Some real cognitive dissonance in this article…
“The PDF Association operates under a strict principle—any new feature must work seamlessly with existing readers” followed by introducing compression as a breaking change in the same paragraph.
All this for brotli… on a read-many format like pdf zstd’s decompression speed is a much better fit.
Are they using a custom dictionary with Brotli designed for PDFs? I am not sure if it would help or not, but it seems like one of those cases it may help?
Something like this:
https://developer.chrome.com/blog/shared-dictionary-compress...
In my applications, in the area of 3D, I've been moving away from Brotli because it is just so slow for large files. I prefer zstd, because it is like 10x faster for both compression and decompression.
The pdf association is still running experiments on whether or not to support custom dictionaries based on real life workloads gains.
So it might land in the spec once it has proven if offers enough value
It seems they're using the standard dictionary, which is utterly bizzare.
The standard Brotli dictionary bakes in a ton of assumptions about what the Web looked like in 2015, including not just which HTML tags were particularly common but also such things as which swear words were trendy.
It doesn't seem reasonable to think that PDFs have symbol probabilities remotely similar to the web corpus Google used to come up with that dictionary.
On top of that, it seems utterly daft to be baking that into a format which is expected to fit archival use cases and thus impose that 2015 dictionary on PDF readers for a century to come.
I too would strongly prefer that they use zstd.

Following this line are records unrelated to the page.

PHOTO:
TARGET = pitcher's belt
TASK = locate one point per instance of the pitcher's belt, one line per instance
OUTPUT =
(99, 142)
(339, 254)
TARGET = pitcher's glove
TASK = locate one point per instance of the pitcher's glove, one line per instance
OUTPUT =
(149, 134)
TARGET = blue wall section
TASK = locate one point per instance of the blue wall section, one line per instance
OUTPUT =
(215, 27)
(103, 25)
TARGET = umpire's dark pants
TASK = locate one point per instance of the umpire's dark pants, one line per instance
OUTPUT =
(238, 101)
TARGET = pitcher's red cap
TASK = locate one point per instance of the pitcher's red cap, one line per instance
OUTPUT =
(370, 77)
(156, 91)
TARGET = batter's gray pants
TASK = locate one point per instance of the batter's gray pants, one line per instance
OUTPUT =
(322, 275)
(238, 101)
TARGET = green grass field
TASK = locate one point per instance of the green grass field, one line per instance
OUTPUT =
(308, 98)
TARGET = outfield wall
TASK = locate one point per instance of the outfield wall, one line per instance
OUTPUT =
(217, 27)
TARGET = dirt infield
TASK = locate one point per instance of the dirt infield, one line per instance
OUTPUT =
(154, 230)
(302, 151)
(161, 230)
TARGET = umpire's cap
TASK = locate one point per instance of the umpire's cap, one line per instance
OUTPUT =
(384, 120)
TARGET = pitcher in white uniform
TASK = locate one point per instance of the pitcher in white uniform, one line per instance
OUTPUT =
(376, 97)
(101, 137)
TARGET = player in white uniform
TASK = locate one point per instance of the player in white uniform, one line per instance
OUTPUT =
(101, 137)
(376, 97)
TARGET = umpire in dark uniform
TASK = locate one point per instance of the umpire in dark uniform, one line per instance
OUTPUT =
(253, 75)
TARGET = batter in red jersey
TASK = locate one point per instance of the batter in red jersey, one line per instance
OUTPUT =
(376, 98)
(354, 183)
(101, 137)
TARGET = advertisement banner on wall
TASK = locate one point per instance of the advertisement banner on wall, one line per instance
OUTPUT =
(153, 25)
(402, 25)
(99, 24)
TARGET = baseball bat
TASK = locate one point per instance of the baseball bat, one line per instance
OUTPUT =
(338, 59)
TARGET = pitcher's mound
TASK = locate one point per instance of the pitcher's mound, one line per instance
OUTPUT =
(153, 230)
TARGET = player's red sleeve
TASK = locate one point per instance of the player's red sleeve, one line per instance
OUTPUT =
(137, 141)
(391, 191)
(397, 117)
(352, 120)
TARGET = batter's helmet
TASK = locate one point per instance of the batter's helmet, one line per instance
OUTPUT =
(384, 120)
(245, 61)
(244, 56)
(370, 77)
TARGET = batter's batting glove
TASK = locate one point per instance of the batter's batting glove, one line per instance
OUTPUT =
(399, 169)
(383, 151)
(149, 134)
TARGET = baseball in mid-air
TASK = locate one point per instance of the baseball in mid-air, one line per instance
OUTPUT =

BTW I've looked into custom dictionaries before for similar use cases and I suspect it would only offer like a 1% improvement or so for PDFs -- still good, but not a massive difference maker. The issue is that PDFs, like web pages, are incredibly repetitive in terms of their tags/structure. As such the custom dictionary only helps if the doc is really small, otherwise because of the repetitive nature, the self-inferred dictionary will resemble the custom dictionary after just a few blocks of PDF content.
The sole exception is if they are restarting the brotli stream for each page, and they are not sharing a dictionary, custom or inferred across the whole doc. Then the dictionary will have to be re-inferred on each page, and then a shared custom dictionary would make more sense.
How can iText claim that adding Brotli is not a backward incompatible change (in the "Why keep encoding separate" table)? In the first section the author states that any new feature must work seamlessly with existing readers. New documents created that include this compression would be unintelligible to any reader that only supports Deflate.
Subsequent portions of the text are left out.